No entanto, para analistas de soberania digital, essa justificativa é uma distorção geopolítica profunda. Trata-se de uma tentativa de blindar as Big Techs e usar a economia brasileira como um exemplo punitivo para desencorajar outros países da América Latina a criarem regras de controle tecnológico.
Na prática, o que está em jogo não é a defesa do livre debate, mas sim o livre trânsito e exploração de dados sem qualquer contrapartida local. Sem regras claras de regulação, as grandes corporações atuam sem amarras, extraindo riquezas do mercado nacional de forma invisível ao controle público.
O que está por trás da retaliação americana
A justificativa oficial dos Estados Unidos apoia-se em um relatório do Escritório do Representante Comercial da Casa Branca, o USTR, que critica ordens judiciais de remoção de conteúdos criminosos no país.

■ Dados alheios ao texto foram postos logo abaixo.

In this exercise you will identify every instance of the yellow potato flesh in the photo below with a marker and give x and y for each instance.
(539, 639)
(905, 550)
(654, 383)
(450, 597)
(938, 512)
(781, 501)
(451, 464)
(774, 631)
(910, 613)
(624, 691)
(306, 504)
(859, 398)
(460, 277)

Contudo, pesquisadores apontam que a narrativa americana distorce deliberadamente a dinâmica jurídica e a realidade do debate legislativo brasileiro.
De acordo com o sociólogo Sérgio Amadeu, professor da UFABC, a ofensiva promovida por Washington busca consolidar o Brasil como um território livre para extração de dados privados. O pesquisador descreve esse cenário de dependência digital sob o alinhamento das corporações norte-americanas como uma forte ameaça à democracia.
Além disso, a acirrada corrida tecnológica global contra a China no campo da Inteligência Artificial faz com que os EUA protejam suas Big Techs de forma agressiva. Qualquer tentativa externa de regulamentar ou combater monopólios digitais é vista pelo governo americano como um ataque direto à sua própria hegemonia militar e comercial.
O que muda na prática com as novas regras brasileiras
Diferentemente do discurso oficial norte-americano, especialistas reforçam que estabelecer regras para o ecossistema digital está longe de representar censura. O pesquisador Paulo Rená, do Instituto de Referência em Internet e Sociedade, pondera que a falta de diretrizes claras é o que realmente asfixia a livre manifestação ao permitir que o discurso de ódio prolifere.
As propostas legislativas no Brasil não visam cercear discursos legítimos, mas sim exigir transparência sobre os algoritmos e combater a desinformação sistemática. O objetivo é assegurar que corporações de tecnologia operem sob responsabilidades semelhantes às de qualquer outro setor econômico tradicional.
A Suprema Corte brasileira, inclusive, caminha para redefinir a responsabilidade civil das plataformas por conteúdos nocivos, aproximando as diretrizes locais das rigorosas regras adotadas pela União Europeia, onde a prestação de contas das Big Techs é obrigatória e severamente fiscalizada pelas autoridades.
O que pode acontecer a partir de agora
O embate econômico deve acelerar discussões cruciais no Congresso Nacional, especialmente em torno do PL 2338, que propõe o marco regulatório da inteligência artificial, e do PL 4675, voltado ao combate a práticas monopolistas no setor. A resposta firme das instituições brasileiras é considerada vital para garantir que a soberania nacional não seja suprimida pela pressão comercial.
A imposição de tarifas serve como um alerta para a soberania digital da América Latina como um todo, sinalizando que a independência de dados tem um preço político. Se o Brasil mantiver suas diretrizes de forma soberana, poderá abrir caminhos para que países em desenvolvimento também regulem o abuso de poder dessas corporações.
Garantir que as Big Techs se submetam às leis democráticas locais é, portanto, o único caminho viável para equilibrar o desenvolvimento tecnológico com a defesa real dos direitos civis e econômicos da população brasileira.